When we wrap up, I head to the one place I always go when I need to think—the beach. On weekends, I try to get in a long walk on the beach, which is my favorite thing to do. That’s my gift to myself.
5:15 p.m. I make the quick walk down to the beach from my house and spend an hour reflecting on the past week’s operational issues. Anytime you’re scaling up seven or eight times what a normal day is, there are going to be breakdowns. And Valentine’s Day is a quick turn to Mother’s Day—it feels like it’ll be here tomorrow. So it’s super important that we fix anything that happens on Valentine’s Day quickly before going into Mother’s Day, which is even bigger.

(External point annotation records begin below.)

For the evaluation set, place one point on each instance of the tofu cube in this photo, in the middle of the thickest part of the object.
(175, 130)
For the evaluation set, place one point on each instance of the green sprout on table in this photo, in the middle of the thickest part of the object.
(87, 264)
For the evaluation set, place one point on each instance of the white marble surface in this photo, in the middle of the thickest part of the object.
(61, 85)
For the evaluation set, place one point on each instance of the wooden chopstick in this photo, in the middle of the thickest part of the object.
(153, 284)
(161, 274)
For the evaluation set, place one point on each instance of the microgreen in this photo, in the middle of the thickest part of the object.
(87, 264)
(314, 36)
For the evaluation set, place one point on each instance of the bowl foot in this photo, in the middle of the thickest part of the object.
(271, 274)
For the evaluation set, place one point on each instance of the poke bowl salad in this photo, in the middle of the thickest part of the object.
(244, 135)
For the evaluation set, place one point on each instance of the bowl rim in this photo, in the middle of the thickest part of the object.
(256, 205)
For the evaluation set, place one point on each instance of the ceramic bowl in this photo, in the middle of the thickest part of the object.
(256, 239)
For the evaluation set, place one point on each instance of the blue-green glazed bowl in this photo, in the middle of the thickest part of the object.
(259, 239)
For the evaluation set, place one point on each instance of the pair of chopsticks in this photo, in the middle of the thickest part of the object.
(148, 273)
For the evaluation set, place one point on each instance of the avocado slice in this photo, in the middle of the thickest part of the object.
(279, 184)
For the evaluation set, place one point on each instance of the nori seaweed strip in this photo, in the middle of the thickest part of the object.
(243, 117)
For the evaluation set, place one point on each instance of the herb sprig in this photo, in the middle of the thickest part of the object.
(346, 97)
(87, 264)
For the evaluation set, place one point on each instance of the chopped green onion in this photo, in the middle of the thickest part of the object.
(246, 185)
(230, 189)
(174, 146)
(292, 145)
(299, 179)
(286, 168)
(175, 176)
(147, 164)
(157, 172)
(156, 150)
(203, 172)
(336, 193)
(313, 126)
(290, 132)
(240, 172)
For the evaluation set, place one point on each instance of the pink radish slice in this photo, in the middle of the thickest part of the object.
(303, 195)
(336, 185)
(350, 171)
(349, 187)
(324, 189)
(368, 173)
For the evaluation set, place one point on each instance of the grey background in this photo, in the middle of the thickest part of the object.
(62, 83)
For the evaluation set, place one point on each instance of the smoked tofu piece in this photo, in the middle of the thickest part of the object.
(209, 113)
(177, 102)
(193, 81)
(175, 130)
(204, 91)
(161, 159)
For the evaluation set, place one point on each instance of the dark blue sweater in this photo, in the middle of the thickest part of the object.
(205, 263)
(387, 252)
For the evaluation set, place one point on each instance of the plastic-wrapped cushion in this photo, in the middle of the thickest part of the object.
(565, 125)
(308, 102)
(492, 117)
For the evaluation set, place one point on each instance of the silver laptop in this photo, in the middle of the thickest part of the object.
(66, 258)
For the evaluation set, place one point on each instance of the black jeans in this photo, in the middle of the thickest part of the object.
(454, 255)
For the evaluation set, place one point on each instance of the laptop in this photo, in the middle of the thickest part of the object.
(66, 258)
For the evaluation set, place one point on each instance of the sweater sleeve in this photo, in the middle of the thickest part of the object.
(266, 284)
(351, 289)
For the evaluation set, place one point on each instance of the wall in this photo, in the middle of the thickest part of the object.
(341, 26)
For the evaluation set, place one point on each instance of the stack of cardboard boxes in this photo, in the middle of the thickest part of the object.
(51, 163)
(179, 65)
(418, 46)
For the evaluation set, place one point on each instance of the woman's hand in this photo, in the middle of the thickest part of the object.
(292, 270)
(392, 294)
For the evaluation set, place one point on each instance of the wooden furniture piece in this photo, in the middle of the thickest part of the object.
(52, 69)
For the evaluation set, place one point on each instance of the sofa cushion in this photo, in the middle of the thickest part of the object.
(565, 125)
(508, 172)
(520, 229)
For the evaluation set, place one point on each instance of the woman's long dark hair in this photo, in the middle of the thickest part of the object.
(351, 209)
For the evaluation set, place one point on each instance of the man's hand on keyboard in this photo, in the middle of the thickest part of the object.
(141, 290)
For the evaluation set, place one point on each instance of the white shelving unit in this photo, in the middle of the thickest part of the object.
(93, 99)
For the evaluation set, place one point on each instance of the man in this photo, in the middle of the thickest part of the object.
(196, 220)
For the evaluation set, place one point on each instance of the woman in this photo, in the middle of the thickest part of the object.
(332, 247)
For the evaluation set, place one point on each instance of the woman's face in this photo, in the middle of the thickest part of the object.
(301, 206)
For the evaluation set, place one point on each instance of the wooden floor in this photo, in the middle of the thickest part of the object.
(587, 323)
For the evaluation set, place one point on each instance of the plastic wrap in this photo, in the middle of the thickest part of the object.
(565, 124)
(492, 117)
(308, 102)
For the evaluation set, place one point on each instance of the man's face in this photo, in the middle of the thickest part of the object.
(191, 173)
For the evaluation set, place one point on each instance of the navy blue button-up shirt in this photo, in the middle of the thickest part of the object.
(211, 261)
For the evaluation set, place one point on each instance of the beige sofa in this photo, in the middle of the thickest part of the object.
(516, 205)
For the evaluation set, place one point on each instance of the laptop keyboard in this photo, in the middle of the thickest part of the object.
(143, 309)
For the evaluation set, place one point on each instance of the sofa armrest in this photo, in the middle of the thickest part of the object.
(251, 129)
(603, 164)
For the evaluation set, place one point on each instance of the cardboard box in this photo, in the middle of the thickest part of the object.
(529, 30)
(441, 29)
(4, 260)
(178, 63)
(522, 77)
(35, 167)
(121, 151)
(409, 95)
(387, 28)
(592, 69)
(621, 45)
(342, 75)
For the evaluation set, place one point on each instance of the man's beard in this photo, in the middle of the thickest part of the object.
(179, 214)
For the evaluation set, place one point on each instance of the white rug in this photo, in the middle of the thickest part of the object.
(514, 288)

6:30 p.m. I make a plan for operations moving forward. I’ve always found that when I need to be more objective, making a list and putting pen to paper is the fastest way I can get there.
8:30 p.m. I hop back into customer service and spend the next four hours there. The team is working through a pretty big backlog, and I want to do my part to help them get through it. Customer service is probably the hardest thing for me after a holiday. There’s no way that you’re perfect on 30,000 orders. And I’m feeling a bit of burnout coming off a really hard week.
1 a.m. I unplug from work and unwind one of my favorite ways. I have a full-fledged addiction to the designer consignment site The RealReal. They were having a sale, so I took advantage. I found a pair of Chloe boots in my size that I’ve been in love with for what feels like forever and, thanks to the sale, pulled the trigger. After a week like this, it didn’t take much to convince myself that I deserved it. Online shopping is definitely my personal definition of self-care. After some much needed retail therapy, I go to bed.
This interview has been edited and condensed.